Tu sais Dieu, en entendant la lecture de cet entretien entre Jésus et Nicodème, j’ai eu envie d’en finir avec toutes ces images d’apocalypse. J’ai envie de vivre ce que je comprends de ton Règne ici et maintenant, et de cesser d’être dans l’angoisse d’un verdict. Peu importe l’après, je te fais confiance, mais aide-moi à vivre intensément mon présent.

J’ai envie d’en finir encore avec ces mots trop vagues et trop vides qui sont censés te décrire. Aide-moi à chercher ton vrai visage, libéré de l’angoisse de l’erreur, puisque par le don de ton Fils tu as permis que ma foi humaine soit plus forte que toute condamnation.
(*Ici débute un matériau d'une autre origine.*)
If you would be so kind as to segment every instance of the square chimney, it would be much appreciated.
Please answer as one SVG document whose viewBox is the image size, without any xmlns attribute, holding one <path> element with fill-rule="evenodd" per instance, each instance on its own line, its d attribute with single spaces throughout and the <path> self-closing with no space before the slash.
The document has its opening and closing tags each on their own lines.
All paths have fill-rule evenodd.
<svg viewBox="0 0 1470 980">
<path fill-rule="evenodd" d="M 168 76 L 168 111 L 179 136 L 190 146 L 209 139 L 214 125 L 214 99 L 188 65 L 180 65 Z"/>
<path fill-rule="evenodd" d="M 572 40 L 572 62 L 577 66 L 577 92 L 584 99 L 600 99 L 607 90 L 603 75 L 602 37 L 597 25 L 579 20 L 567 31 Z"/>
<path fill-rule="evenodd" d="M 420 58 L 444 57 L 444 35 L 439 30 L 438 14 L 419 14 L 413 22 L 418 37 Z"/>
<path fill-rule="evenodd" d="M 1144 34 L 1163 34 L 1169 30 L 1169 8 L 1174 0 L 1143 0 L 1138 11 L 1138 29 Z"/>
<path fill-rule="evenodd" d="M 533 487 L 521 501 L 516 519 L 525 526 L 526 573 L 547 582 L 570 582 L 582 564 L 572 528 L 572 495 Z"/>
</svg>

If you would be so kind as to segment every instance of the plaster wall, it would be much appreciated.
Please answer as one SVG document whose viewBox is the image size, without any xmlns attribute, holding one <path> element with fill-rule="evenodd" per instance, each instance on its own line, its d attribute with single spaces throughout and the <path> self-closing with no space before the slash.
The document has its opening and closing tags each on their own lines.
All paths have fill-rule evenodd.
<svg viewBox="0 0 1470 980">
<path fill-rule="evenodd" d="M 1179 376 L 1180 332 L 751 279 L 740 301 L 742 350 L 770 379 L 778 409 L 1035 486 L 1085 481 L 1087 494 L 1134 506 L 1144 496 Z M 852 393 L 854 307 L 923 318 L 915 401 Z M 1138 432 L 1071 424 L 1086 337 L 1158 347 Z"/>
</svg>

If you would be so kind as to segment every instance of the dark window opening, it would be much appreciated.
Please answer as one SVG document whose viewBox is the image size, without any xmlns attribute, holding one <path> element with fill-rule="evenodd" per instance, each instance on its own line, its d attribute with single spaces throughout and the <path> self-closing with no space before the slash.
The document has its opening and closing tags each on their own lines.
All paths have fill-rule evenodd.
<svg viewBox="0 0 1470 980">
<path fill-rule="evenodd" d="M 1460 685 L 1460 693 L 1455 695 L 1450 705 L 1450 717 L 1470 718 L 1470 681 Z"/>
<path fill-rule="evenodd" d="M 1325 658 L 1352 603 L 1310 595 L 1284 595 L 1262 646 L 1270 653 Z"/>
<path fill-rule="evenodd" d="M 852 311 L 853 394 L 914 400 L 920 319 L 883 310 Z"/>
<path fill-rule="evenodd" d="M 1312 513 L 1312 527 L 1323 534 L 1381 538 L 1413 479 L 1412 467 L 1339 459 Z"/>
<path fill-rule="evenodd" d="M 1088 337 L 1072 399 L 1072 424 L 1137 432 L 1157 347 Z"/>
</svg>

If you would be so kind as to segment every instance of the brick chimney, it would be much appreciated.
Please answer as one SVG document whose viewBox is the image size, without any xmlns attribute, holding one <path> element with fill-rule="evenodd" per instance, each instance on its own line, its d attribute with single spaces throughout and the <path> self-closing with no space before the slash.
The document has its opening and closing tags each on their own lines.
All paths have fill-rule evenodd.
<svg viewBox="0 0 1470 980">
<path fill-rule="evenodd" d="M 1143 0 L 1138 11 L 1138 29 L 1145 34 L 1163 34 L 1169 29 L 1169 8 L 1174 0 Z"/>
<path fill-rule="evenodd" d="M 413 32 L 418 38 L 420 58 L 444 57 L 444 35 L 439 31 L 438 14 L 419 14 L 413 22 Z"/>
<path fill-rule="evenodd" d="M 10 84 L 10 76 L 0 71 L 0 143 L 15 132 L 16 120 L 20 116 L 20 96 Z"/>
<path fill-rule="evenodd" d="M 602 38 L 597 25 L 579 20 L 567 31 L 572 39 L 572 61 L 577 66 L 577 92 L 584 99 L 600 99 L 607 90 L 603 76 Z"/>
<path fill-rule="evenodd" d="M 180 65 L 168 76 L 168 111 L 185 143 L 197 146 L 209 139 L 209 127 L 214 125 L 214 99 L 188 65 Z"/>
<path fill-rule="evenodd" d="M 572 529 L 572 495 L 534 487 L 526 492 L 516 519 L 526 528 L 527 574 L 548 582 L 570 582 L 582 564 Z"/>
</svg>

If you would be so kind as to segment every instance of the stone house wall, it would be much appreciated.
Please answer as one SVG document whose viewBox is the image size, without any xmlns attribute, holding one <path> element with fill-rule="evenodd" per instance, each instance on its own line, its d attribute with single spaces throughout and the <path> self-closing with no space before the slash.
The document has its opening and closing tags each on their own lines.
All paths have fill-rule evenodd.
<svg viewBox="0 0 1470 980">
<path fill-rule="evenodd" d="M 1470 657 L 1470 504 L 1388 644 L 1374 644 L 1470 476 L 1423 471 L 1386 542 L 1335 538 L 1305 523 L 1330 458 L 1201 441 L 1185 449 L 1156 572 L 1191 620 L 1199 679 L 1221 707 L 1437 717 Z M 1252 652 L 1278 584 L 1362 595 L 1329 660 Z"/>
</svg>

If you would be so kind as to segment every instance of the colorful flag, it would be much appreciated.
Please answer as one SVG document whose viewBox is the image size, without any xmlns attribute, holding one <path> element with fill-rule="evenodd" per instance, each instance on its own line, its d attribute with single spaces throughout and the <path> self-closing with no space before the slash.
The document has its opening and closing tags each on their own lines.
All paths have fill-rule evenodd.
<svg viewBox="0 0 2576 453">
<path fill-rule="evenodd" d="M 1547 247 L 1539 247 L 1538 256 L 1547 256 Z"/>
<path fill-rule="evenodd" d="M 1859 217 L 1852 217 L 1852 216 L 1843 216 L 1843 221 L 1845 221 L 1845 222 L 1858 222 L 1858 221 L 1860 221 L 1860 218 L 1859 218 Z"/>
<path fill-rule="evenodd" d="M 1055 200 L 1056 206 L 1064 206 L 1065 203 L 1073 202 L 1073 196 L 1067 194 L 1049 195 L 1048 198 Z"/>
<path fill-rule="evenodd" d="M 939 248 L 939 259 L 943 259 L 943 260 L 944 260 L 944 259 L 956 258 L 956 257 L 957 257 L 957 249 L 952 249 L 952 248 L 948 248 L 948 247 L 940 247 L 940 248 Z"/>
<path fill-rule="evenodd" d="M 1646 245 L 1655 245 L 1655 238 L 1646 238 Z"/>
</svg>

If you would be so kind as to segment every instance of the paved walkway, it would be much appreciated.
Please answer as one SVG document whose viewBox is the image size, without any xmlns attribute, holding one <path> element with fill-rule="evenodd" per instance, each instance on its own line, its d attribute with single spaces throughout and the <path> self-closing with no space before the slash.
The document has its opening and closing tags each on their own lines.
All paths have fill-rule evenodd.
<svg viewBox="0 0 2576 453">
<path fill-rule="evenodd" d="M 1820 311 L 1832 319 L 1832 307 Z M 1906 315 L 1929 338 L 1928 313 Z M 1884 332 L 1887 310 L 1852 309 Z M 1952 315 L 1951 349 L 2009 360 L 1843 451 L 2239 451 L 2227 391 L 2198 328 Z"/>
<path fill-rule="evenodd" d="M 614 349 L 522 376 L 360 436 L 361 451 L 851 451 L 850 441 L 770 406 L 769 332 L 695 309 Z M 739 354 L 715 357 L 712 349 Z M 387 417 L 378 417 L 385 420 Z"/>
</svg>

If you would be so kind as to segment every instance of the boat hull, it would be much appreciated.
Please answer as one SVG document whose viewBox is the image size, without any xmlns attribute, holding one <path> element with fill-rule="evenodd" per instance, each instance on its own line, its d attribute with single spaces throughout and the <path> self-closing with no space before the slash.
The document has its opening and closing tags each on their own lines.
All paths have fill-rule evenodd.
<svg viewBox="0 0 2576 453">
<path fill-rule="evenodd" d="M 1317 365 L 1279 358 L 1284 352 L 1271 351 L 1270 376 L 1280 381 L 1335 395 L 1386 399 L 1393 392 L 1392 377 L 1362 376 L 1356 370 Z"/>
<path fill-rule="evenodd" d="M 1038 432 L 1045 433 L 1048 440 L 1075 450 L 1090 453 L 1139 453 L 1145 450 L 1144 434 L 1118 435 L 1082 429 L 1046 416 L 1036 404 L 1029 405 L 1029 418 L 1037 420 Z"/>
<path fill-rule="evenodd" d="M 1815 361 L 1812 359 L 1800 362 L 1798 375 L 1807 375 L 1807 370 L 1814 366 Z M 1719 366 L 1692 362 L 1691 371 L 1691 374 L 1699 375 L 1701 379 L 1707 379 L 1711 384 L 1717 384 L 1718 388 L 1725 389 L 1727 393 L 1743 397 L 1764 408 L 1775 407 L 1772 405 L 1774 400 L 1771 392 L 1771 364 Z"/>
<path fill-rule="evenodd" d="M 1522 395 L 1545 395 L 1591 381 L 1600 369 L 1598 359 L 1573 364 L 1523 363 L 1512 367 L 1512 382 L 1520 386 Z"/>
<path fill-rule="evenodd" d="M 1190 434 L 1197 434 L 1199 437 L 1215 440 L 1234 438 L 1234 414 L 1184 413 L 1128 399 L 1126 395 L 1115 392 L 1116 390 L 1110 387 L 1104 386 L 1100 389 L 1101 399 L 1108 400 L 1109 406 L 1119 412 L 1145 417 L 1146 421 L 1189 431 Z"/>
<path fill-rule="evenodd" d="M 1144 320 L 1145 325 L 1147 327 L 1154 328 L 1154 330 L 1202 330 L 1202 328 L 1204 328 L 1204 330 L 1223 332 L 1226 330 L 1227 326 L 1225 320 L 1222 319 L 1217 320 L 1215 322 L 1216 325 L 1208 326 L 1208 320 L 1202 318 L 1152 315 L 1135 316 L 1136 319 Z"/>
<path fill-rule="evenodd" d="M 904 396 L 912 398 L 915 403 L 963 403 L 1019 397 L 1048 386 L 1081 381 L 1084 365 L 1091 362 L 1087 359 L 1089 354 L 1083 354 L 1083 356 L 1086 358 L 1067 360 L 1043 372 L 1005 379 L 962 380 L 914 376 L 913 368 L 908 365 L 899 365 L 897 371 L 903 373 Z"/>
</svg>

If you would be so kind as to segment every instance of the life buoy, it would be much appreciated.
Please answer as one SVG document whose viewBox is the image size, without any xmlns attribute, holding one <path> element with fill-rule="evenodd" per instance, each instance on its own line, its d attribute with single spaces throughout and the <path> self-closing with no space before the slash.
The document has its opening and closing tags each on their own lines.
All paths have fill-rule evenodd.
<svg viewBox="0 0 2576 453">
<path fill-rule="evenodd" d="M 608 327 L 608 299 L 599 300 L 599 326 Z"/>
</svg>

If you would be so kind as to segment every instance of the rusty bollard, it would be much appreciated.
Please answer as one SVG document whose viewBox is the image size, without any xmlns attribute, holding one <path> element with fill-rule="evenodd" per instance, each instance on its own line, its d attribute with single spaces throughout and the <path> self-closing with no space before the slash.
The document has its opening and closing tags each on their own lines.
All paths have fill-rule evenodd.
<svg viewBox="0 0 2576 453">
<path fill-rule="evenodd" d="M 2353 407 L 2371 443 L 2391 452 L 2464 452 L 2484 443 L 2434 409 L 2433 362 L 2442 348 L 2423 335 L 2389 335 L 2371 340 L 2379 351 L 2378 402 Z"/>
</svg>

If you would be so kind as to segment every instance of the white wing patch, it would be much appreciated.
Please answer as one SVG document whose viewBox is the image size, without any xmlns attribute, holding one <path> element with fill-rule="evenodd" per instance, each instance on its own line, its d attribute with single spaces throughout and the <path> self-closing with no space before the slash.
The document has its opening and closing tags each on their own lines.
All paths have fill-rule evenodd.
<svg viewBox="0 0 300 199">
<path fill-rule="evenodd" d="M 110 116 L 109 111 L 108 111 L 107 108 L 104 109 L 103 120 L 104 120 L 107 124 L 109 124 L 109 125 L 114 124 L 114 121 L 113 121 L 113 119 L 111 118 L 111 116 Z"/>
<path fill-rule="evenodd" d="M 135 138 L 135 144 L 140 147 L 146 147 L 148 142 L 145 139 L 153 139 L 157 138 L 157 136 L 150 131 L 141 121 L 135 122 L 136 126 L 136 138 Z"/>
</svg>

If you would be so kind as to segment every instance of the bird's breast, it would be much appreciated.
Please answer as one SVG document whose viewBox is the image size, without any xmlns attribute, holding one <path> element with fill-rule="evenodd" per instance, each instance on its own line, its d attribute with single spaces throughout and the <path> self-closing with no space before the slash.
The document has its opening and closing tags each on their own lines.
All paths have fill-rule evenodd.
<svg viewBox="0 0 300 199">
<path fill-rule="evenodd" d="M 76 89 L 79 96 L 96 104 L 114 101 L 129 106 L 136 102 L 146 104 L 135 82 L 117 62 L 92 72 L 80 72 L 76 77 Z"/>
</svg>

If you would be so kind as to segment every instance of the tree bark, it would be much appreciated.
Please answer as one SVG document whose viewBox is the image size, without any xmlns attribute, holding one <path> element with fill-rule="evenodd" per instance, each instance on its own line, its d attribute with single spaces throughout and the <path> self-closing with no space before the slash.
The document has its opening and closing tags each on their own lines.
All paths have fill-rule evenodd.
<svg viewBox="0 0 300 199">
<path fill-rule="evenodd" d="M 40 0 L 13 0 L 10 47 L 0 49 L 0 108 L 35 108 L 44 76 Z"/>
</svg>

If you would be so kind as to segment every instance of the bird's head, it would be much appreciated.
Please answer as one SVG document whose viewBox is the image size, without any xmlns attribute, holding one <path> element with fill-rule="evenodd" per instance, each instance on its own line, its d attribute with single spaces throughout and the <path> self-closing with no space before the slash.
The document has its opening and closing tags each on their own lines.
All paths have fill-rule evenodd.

Éclaire mon chemin, pour que je puisse venir à toi, de tout mon être, avec toutes mes questions, toutes mes révoltes, toutes mes craintes, mais aussi tous mes plaisirs et toutes mes joies…

Mais, je te parle et j’oublie que nous ne sommes pas seuls. Maintenant il est presque trop tard pour commencer mon sermon… Pourtant il faut que je leur dise…

Cher frères et soeurs en Christ, « Car Dieu n’a pas envoyé son Fils pour juger le monde, mais pour que le monde soit sauvé par lui. »

Amen.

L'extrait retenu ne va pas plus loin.